贾大妈难得的一句夸奖,让何雨柱美得眼睛都眯成了一条缝,笑得见牙不见眼。
“行了行了,你们聊,我先回去了。”张文才站起身,脸色还有些不太自然。
今天贾张氏跟他说的事,实在让他有点消化不了,得回家好好琢磨琢磨。
贾张氏扶着醉醺醺的贾东旭往家走,一路上嘴就没停过:“你个狗改不了吃屎的东西!喝这么多马尿干啥?那么多好东西吃下去,要是吐了多糟践!你知不知道那一桌子菜值多少钱?”
贾东旭迷迷糊糊抬起头,舌头都大了:“妈,吐……吐不了,我忍着呢……”
“忍你娘的蛋!”贾张氏一巴掌呼在他后脑勺上,“再喝这么多,你看我不打断你的腿!”
好不容易把死猪一样的儿子弄回家,棒梗立刻扑上来抱住了奶奶的腿:“奶奶!你去傻柱家吃饭咋不带上我?我也想吃好吃的!”
秦淮茹在旁边翻了个白眼——这小子已经跟她磨叽半天了。
“你文才叔在那儿呢。”贾张氏随口说道。
棒梗一听,像被烫着似的撒开手,噔噔退后两步:“他没砍你吧奶奶?你是不是快死了?”
“我好着呢!”贾张氏没好气地戳了他脑门一下,“我又没惹他,他砍我干啥?就是……就是看着他有点瘆得慌。

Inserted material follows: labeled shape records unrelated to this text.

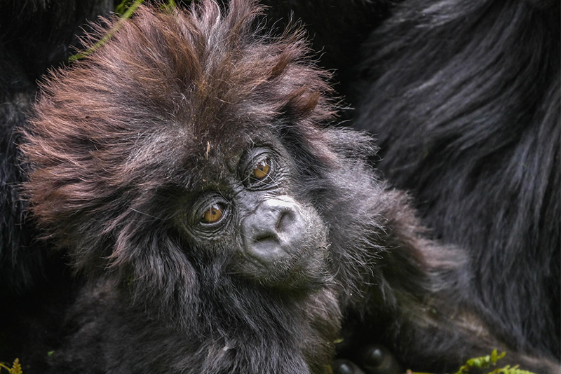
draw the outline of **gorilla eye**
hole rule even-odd
[[[266,158],[259,161],[253,169],[252,177],[257,181],[266,178],[271,171],[271,160]]]
[[[217,223],[224,217],[226,207],[224,204],[216,202],[206,209],[201,217],[201,222],[206,224]]]

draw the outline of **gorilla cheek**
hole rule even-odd
[[[241,228],[250,272],[313,271],[327,247],[325,225],[315,210],[288,196],[261,202]]]

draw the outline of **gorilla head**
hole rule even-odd
[[[420,368],[503,347],[479,338],[461,252],[328,126],[302,32],[259,12],[141,7],[42,85],[26,191],[86,279],[53,373],[328,373],[344,315]]]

”
“我也瘆得慌……”棒梗又钻回奶奶怀里,两只小胳膊张开比划着,“奶奶,让我爹也去抓鱼呗!文才叔抓的鱼可大了,这么长——这么大!”
“让你爹抓鱼?”贾张氏气得又给了昏睡的贾东旭两巴掌,“他喂鱼还差不多!忘了上次跟傻柱去河里,鱼没摸着一条,自个儿掉水里了,看病花了一块多!就他?也配抓鱼?”
贾东旭哼哼两声,翻个身继续睡。
“没出息的东西!见着酒跟狗见着屎似的!”又是两巴掌。
棒梗立刻接话:“奶奶,我以后不喝酒,我才不跟我爹一样!”
贾张氏脸上顿时笑开了花:“哎呦,还是我大孙子明白!”
这天刮的是北风,何家做菜的油烟味顺风飘满了整个院子。辣椒炝锅的香味钻进前院阎家的窗户,阎解旷几个孩子馋得直咽口水。
“爹,要不……咱今晚也做鱼吃?”阎解旷试探着问。
阎埠贵推了推眼镜:“吃啥鱼?何家不是做着呢吗?”
“人家做着跟咱有啥关系?”阎解放插嘴道,“傻柱请张呆子吃饭,能请咱们?我亲眼看见他叫的张呆子——呸,真不要脸!张呆子差点一刀砍死他,他妹妹还天天贴着人家去钓鱼,自己又请人家吃鱼,他脑子有坑吧?”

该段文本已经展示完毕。